On 23 September, Colombia’s Defence Minister Carlos Holmes Trujillo refused to comply with a supreme court (CSJ) ruling ordering the government to take action to guarantee the right to protest, and said he would challenge the ruling in the constitutional court (CC).


The CSJ ruling, issued the previous day, condemned “the systematic, violent, and arbitrary intervention of state security forces in demonstrations and protests”, and ordered the government to take a series of actions in response, most immediately for Trujillo to issue a formal apology, and for the national riot police (Esmad) to be prohibited from carrying 12-gauge shotguns. Trujillo’s defiance has stoked criticism from political opponents, who have accused the government of moving towards authoritarianism, and from judicial officials, who have claimed that appealing against the ruling will not prevent the government from being held in contempt of court once the 48-hour deadline for it to comply with the CSJ orders has passed.
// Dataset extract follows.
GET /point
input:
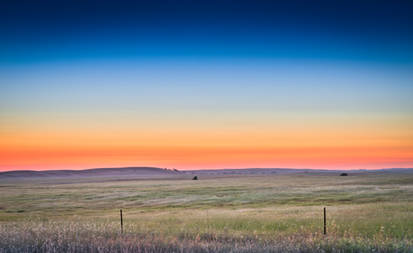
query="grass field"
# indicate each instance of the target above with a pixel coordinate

  • The CSJ ruling came in response to 49 complaints of violence by state security forces (principally Esmad) against protesters between 2005 and 2019, but carries additional significance in the context of recent protests against police brutality, in which at least 13 civilians were killed after the police opened fire on protesters.
  • Trujillo responded yesterday by defending Esmad, claiming that its violent interventions came “exclusively in the face of violent criminal actions” by protesters, and insisting that any excesses that do occur should be understood not as evidence of structural failings in the state security forces, but rather as the “individual actions of some of its members”. He offered no apology, and pledged to challenge the ruling in the CC.
  • Opposition senator and 2018 presidential runner-up, Gustavo Petro, warned that the government was moving towards “dictatorship”, and emphasised that “if the government does not respect the CSJ’s ruling, it is committing a crime”. Prosecutor General Fernando Carrillo similarly maintained that “judicial decisions must be respected and fulfilled, even if they are not shared. This principle is the basis of the democratic rule of law”.

Looking Ahead: It remains to be seen whether the CC will admit Trujillo’s appeal, and whether the CSJ will take action to hold the government in contempt once the initial 48-hour deadline expires later today (24 September).